T. K. : Chaplin, j'admire sa technique, son savoir-faire,
son grand professionnalisme, mais je préfère Buster Keaton.
Quant aux Marx Brothers, je ne les connais que par les
sous-titres et je suis toujours très frustré car je me
dis que ça doit être plus drôle dans la langue d'origine.
PREMIERE : Est-ce que ça ne vous a pas gêné d'avoir à
mémoriser tous ces dialogues ?
T. K. : Non, je ne les ai pas appris, je les ai inventé
au fur et à mesure. C'est pour ça que mon personnage dit
tout le temps " petit con ! " C'est une façon de se rattraper
aux branches en toutes circonstances. Ce n'est pas écrit
du tout.
PREMIERE : Si les dialogues sont improvisés, la mise en
scène l'est aussi ?
T. K. : J'aborde la mise en scène de deux façons différentes
: dans certains cas, tout est prévu à l'avance ; dans
d'autres, j'invente et j'improvise sur le lieur de tournage.

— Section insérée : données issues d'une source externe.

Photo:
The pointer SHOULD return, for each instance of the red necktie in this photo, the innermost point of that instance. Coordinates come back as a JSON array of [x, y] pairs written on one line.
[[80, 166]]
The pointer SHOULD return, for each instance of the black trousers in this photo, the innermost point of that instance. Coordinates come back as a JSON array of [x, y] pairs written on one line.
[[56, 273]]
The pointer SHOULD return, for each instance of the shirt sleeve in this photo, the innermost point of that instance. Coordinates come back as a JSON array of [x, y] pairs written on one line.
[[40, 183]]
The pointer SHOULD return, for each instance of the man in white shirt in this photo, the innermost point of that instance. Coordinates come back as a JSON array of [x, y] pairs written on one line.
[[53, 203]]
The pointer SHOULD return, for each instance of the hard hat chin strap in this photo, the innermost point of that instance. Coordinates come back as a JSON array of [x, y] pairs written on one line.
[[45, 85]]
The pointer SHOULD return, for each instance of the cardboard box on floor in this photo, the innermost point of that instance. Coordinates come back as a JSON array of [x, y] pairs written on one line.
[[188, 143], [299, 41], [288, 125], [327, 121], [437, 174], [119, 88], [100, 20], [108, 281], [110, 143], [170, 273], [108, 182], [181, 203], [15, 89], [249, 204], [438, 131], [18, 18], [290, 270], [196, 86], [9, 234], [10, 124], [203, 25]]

D'abord on va en repérages, et parfois, le lieu dicte
la façon de tourner. C'était le cas pour la scène de la
visite à la mère, tournée d'une manière classique. Il
peut aussi arriver que je changer d'avis. Alors, on change
d'endroit, puis on improvise…
PREMIERE : C'est ce mélange qui vous plaît particulièrement
?
T. K. : Je ne pourrai jamais tourner aussi précisément
que Kurosawa. Je voudrais bien mais je n'ai pas assez
de vitamines dans le cerveau.
PREMIERE : Kikujiro est le nom de votre père. Est-ce une
façon de rappeler les rapports que vous aviez avec lui
ou d'imaginer le genre de relations que vous auriez aimé
avoir avec lui ?
T. k. : En fait, je n'ai pratiquement pas connu mon
père. On a vécu ensemble mais sa présence était terrifiante.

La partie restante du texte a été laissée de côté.